Scadenza dell’Obbligo di Fatturazione Elettronica: La domanda finale si riferisce a quando questi contribuenti sono tenuti a iniziare a utilizzare la fatturazione elettronica. L’obbligo può iniziare dal 1° gennaio 2023 o dal 1° gennaio 2024, ma la scelta della data dipenderà da ulteriori disposizioni legislative o regolamentari.

In sintesi, il testo stabilisce che i contribuenti nel regime forfetario che superano il limite di 25.000 euro di ricavi o compensi nel 2022 devono iniziare a emettere fatture elettroniche a partire da una data successiva, che sarà determinata in base alle leggi e ai regolamenti futuri.

Ma allora chi è esonerato dall’obbligo di fattura elettronica?

  1. Operatori Esenti dall’Emissione di Fatture Elettroniche:
    • Regime di Vantaggio: Gli operatori, come imprese e lavoratori autonomi, che rientrano nel cosiddetto “regime di vantaggio” sono esonerati dall’obbligo di emettere fatture elettroniche.
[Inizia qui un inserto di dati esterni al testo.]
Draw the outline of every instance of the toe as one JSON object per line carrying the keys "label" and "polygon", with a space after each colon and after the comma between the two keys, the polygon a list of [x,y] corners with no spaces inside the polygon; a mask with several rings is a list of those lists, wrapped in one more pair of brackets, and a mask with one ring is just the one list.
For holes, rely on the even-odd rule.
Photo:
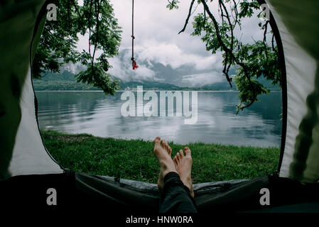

Questo regime è regolamentato dall’articolo 27, commi 1 e 2, del decreto-legge 6 luglio 2011, n. 98, convertito in legge dalla legge 15 luglio 2011, n. 111.
    • Regime Forfettario: Anche gli operatori che rientrano nel “regime forfettario” sono esentati dall’emissione di fatture elettroniche. Questo regime è definito dall’articolo 1, commi da 54 a 89, della legge 23 dicembre 2014, n. 190.
  2. Possibilità di Emissione di Fatture Elettroniche: Nonostante siano esenti, gli operatori che rientrano nei regimi di vantaggio o forfettario hanno comunque la possibilità di emettere fatture elettroniche se lo desiderano, seguendo le disposizioni specifiche stabilite nel provvedimento del 30 aprile 2018.
  3. Piccoli Produttori Agricoli: Inoltre, questa esenzione dall’emissione di fatture elettroniche si applica anche ai “piccoli produttori agricoli” come definiti nell’articolo 34, comma 6, del Decreto del Presidente della Repubblica (DPR) n. 633/1972. Questi operatori erano esenti per legge dall’emissione di fatture anche prima dell’introduzione dell’obbligo di fatturazione elettronica.

In breve, la dichiarazione stabilisce chi sono gli operatori esentati dall’obbligo di emettere fatture elettroniche in Italia, includendo coloro che rientrano nei regimi di vantaggio e forfettario, nonché i piccoli produttori agricoli. Tuttavia, anche se sono esenti, questi operatori hanno la possibilità di utilizzare la fatturazione elettronica se lo desiderano, seguendo le regole specifiche stabilite.